The only connection between the fractional values and the integer values is the carry from the Y-fractional part to the Y-integer part. As long as any integer values generated by adding the slope M to the Y-fractional part are transferred to the Y-integer part, the integer and fractional parts can be treated independently. This can be done by subtracting one from the Y-fractional part and adding one to the Y-integer part whenever the Y-fractional part is greater than or equal to one. Since comparing for a condition of greater than or equal to zero (sign bit interrogation) is usually easier than comparing for the condition of greater than or equal to one, one can be subtracted from the initial Y-fractional part and the comparison to zero can be used. Letting Yf represent the Y-fractional part, and Yi represent the Y-integer part, our program becomes:
______________________________________ PROCEDURE DDA2(Xs,Xe,Ys,Ye:INTEGER); VAR M,Yf:REAL; N,X,Yi:INTEGER; BEGIN (* SETUP *) X := Xs; Yi := Ys; Yf := -.5; M := (Ye-Ys)/(Xe-Xs); N := (Xe-Xs); (* INTERPOLATION *) PLOT (X,Yi); WHILE N&lt;&gt;0 DO BEGIN X := X+1; Yf := Yf+M; IF Yf&gt;=0 THEN BEGIN Yf := Yf-1; Yi := Yi+1; END; N := N-1; Plot (X,Yi); END; END; ______________________________________
Since the values of the fractional parts are never used outside their own system of equations, they can all be scaled by the constant (2*(Xe-Xs). Only the boolean result of a compare for the condition of greater than or equal to zero is sent out. This has the result of eliminating the initial divide and converting all the fractional variables into integers. This is done without adding any multiplications other than by two, which can easily be accomplished with a left shift. Our program now becomes:
______________________________________ PROCEDURE BRESENHAM(Xs,Xe,Ys,Ye:INTEGER); VAR M,Yf, N,X,Yi:INTEGER; BEGIN (* SETUP *) X := Xs; Yi := Ys; Yf := -(Xe-Xs); M := 2*(Ye-Ys); N := (Xe-Xs); (* INTERPOLATION *) PLOT (X,Yi); WHILE N&lt; &gt;0 DO BEGIN X := X+1; Yf := Yf+M; IF Yf&gt;=0 THEN BEGIN Yf := Yf-2* (Xe-Xs); Yi := Yi+1; END; N := N-1; PLOT (X,Yi); END; END; ______________________________________
The above program is essentially the same as the rules Bresenham presented in his original article.

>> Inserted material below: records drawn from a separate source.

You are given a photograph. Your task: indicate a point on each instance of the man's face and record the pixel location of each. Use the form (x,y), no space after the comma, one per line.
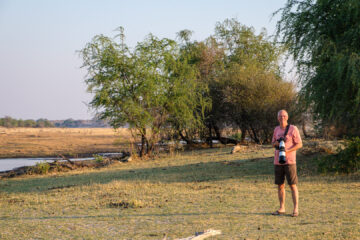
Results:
(283,117)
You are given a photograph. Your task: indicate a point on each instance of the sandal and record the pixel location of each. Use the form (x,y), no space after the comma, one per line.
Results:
(295,214)
(277,213)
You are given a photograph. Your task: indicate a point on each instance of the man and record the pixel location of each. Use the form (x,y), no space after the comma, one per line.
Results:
(288,169)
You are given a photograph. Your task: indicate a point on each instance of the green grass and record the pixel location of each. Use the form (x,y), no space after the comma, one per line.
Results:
(179,195)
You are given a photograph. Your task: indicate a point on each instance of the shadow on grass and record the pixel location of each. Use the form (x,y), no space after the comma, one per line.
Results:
(198,172)
(256,169)
(138,215)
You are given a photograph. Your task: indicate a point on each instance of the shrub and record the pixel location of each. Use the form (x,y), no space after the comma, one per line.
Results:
(346,161)
(40,168)
(127,204)
(99,158)
(236,136)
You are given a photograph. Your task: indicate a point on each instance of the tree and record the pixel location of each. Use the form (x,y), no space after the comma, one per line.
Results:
(149,88)
(252,89)
(323,37)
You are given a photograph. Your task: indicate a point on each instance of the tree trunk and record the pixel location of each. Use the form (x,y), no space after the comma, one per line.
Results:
(223,140)
(210,136)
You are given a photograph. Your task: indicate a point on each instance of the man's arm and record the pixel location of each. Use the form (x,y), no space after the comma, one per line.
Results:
(294,147)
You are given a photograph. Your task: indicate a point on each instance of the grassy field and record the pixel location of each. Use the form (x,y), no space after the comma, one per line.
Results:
(49,142)
(177,196)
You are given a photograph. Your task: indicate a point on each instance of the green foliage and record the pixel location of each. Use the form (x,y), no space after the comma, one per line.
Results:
(98,158)
(236,136)
(346,161)
(148,88)
(40,168)
(251,87)
(323,37)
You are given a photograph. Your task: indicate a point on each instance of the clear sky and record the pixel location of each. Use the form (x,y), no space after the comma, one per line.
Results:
(40,75)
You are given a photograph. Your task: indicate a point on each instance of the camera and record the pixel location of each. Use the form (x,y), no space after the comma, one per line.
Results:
(282,156)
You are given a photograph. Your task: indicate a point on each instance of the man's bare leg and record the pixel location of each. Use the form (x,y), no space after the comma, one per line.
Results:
(295,196)
(281,194)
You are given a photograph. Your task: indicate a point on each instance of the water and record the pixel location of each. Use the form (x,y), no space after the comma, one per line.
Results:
(7,164)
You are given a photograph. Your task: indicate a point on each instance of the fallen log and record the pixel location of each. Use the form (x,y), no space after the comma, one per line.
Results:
(200,235)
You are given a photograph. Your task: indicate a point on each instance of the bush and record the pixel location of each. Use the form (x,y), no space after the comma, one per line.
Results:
(99,158)
(346,161)
(40,168)
(236,136)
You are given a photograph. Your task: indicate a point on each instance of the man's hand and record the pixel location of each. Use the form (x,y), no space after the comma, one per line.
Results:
(276,144)
(294,148)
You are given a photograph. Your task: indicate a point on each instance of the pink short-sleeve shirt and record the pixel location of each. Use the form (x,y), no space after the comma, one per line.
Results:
(292,138)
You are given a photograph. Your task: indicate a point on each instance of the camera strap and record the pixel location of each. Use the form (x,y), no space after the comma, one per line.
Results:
(286,130)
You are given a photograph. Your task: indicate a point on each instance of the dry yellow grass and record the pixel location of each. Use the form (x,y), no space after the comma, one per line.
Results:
(46,142)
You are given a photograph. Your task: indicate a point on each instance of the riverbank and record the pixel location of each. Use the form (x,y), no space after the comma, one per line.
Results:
(177,195)
(70,142)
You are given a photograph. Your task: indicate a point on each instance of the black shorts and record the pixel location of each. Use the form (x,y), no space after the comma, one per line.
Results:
(285,170)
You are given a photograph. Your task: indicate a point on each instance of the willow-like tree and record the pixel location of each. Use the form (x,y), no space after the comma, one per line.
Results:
(323,37)
(149,88)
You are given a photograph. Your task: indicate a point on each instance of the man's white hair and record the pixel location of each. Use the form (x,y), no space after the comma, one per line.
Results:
(281,111)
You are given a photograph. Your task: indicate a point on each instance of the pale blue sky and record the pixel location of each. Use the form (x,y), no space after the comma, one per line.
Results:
(40,75)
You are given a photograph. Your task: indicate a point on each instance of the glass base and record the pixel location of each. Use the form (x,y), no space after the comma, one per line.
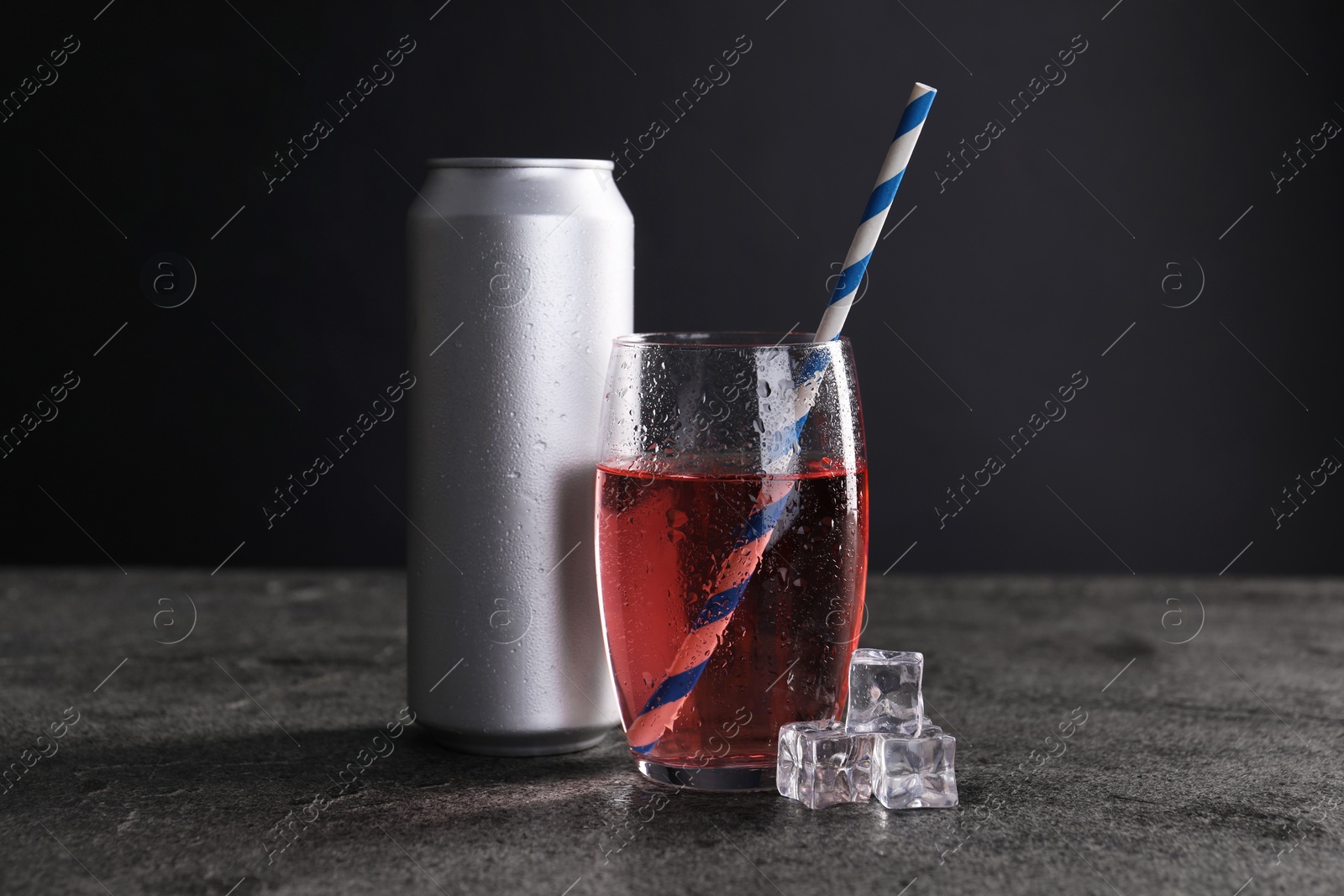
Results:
(710,779)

When using Bresenham's algorithm in X and Y only, the major axis should always be defined as the axis of greatest delta, thus ensuring that a point will be plotted for each pixel along the major axis. When interpolating along the Z, Red, Green, or Blue axes, the X (or Y) axis should remain the major axis, even though its delta may be smaller than delta Z, delta Red, delta Green, and/or delta Blue. This is because the line is projected onto the X-Y plane. For example, it would be absurd to take thousands of steps along the Z axis when only a few pixels are to be drawn! This implies that the slope of the line in the X-Z plane, for example, may be greater than one, a condition which would exclude using the Bresenham algorithm.
One approach many have used to implement Z, Red, Green, and Blue interpolation is to return to the DDA, which doesn't require the slope to be between zero and one. They claim that slight inaccuracies arising from the DDA in the Z, Red, Green, and Blue values are not as critical as those in X and Y.